Martin Toppy visited Melody’s house for reading and writing lessons. Stuck in a tumultuous marriage, she found herself magnetically drawn to him. “I lost my mind with Martin Toppy and put my hand in his hair as I leaned over him where he was sitting jotting sentences … then on his face …
I told him with my silence and my eyes that he could kiss me, and he did … “Melody couldn’t carry her husband Pat’s babies to term, but this unexpected pregnancy did is no reason to rejoice. Pat had already betrayed Melody with prostitutes but, devastated, he moved and she found herself isolated.
Melody can’t confide in her frail father and her only visitors are Pat’s vengeful parents and cops after someone threw a brick through her window with the message “Die, bitch” attached. She is lying on the couch, eaten up by morning sickness, reflecting on the mess she has made with her life.
She remembers her withdrawn and difficult mother who poisoned Melody’s relationship with her father. She is also gripped by guilt for abandoning her best friend Breedie to school bullies for the sake of her relationship with Pat.
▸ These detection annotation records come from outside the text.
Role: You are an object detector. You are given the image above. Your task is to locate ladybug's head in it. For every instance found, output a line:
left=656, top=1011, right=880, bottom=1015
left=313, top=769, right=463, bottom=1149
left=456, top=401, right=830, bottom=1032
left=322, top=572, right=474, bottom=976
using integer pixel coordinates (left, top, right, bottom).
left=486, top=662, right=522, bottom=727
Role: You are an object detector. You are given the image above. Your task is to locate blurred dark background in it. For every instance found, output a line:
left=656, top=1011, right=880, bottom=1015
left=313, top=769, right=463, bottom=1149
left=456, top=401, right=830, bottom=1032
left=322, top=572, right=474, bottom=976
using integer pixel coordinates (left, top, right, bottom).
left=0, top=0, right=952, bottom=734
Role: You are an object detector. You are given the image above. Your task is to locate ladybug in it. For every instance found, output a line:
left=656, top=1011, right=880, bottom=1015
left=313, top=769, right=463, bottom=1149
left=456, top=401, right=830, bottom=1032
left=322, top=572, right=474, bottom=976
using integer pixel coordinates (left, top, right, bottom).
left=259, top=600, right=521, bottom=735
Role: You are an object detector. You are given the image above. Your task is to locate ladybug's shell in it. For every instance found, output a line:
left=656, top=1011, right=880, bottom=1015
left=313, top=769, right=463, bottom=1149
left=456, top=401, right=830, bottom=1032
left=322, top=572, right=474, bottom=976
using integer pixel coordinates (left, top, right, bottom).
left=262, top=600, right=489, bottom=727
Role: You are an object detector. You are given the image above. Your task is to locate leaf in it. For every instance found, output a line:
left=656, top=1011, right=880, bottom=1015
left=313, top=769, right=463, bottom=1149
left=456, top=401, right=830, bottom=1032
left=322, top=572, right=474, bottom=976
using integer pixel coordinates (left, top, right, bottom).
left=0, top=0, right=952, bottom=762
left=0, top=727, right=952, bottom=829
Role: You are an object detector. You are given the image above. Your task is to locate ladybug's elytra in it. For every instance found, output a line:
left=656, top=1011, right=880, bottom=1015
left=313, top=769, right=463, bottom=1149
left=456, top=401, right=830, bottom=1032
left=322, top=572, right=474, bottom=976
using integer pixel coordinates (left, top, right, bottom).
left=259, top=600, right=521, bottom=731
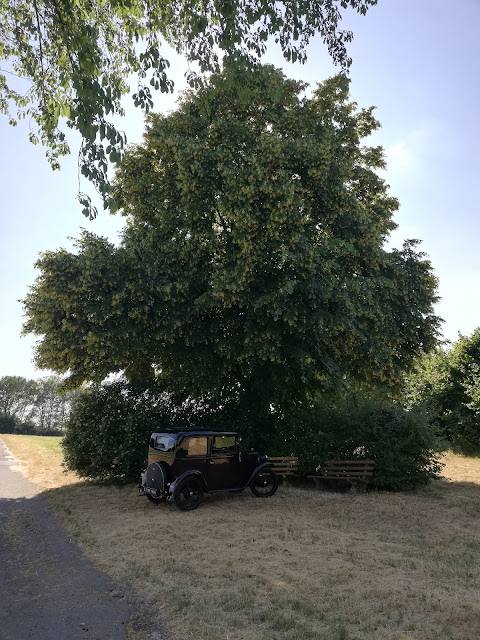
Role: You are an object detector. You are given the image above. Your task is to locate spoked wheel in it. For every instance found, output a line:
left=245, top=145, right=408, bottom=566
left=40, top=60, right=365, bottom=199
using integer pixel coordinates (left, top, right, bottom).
left=250, top=469, right=278, bottom=498
left=173, top=476, right=204, bottom=511
left=145, top=462, right=166, bottom=504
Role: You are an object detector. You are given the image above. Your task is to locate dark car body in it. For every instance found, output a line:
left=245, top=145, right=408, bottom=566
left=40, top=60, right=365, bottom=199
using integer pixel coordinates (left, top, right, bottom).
left=139, top=429, right=278, bottom=510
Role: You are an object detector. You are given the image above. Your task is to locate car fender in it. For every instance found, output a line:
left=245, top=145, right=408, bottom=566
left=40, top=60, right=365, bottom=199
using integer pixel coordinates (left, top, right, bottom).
left=167, top=469, right=207, bottom=502
left=245, top=462, right=275, bottom=487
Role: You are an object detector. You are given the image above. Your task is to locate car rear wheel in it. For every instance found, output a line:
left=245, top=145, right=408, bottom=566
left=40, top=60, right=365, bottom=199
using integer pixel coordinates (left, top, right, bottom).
left=173, top=476, right=204, bottom=511
left=250, top=469, right=278, bottom=498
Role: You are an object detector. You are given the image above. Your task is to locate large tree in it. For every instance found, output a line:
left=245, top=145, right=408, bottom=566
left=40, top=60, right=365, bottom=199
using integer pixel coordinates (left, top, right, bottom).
left=25, top=67, right=439, bottom=436
left=0, top=0, right=377, bottom=216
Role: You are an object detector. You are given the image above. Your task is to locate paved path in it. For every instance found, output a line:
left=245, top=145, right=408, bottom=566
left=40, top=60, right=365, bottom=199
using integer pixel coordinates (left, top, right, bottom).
left=0, top=439, right=139, bottom=640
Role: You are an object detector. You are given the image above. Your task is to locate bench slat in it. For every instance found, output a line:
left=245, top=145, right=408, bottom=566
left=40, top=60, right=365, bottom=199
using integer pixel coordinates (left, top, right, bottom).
left=307, top=460, right=375, bottom=483
left=268, top=456, right=298, bottom=476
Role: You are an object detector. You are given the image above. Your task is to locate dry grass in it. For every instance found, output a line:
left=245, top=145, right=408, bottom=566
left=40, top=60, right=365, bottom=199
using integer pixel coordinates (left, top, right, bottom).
left=2, top=436, right=480, bottom=640
left=0, top=434, right=79, bottom=491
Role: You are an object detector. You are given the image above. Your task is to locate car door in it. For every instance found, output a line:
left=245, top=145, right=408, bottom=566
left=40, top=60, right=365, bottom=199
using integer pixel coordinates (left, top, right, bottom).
left=206, top=434, right=244, bottom=491
left=172, top=435, right=209, bottom=478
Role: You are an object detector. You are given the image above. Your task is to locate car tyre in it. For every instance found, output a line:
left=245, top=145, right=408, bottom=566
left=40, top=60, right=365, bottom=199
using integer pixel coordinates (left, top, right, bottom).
left=250, top=469, right=278, bottom=498
left=173, top=475, right=204, bottom=511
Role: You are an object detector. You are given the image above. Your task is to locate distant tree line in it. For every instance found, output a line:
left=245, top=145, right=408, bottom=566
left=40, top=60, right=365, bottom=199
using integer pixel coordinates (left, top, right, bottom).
left=0, top=375, right=75, bottom=435
left=405, top=327, right=480, bottom=455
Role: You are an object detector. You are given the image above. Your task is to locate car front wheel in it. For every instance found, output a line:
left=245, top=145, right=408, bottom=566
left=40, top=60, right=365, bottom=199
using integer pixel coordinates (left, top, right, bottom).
left=250, top=469, right=278, bottom=498
left=173, top=476, right=204, bottom=511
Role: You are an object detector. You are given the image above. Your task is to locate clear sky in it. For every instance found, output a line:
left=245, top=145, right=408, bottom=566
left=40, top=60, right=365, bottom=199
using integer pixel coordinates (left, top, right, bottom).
left=0, top=0, right=480, bottom=378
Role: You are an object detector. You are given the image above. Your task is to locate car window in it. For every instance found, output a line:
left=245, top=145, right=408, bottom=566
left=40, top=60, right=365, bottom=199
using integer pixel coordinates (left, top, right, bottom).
left=153, top=436, right=175, bottom=451
left=182, top=437, right=207, bottom=456
left=212, top=436, right=237, bottom=454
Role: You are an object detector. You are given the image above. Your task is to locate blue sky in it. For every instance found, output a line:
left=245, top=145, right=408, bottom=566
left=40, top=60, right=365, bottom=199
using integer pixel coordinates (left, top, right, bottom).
left=0, top=0, right=480, bottom=377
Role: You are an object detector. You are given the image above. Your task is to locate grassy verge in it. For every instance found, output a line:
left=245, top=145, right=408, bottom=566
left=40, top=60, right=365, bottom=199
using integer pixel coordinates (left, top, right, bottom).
left=2, top=436, right=480, bottom=640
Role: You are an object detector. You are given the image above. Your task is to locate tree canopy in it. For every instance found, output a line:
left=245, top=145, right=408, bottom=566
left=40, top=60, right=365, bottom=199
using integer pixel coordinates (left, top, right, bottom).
left=406, top=328, right=480, bottom=454
left=0, top=0, right=377, bottom=216
left=24, top=67, right=439, bottom=432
Breedie committed suicide. Melody’s passion for Pat gradually turned to resentment “but he always stayed with me, and I was terrified of losing him, and we insisted on getting married and lowering ourselves to a bed of pain. terrible, hot and comfortably familiar “.
She later confessed: âI designed these passions, these trials, to convince myself that I was living a life. Even misery was better than boredom. As the nausea subsides, Melody is drawn to the site where Martin lives and she forges a bond with vulnerable teenage Mary Crothery.
Unlike Melody, Mary’s marriage to Buzzy fell apart because she couldn’t conceive. It was a transactional marriage, so Buzzy’s family felt that they were being sold dirty goods, which sparked a brutal and violent feud. Mary is sidelined by her family while Buzzy’s clan pursues her for violence when the opportunity presents itself.
Amidst the chaos, Melody sees a way to right her sins. It seemed out of character to me because, despite all his vulnerability, he is a difficult character to love. But Ryan is a talented, poetic writer who turns this dark, poignant story into a meditation on the human condition and the damage people inflict by following their desires.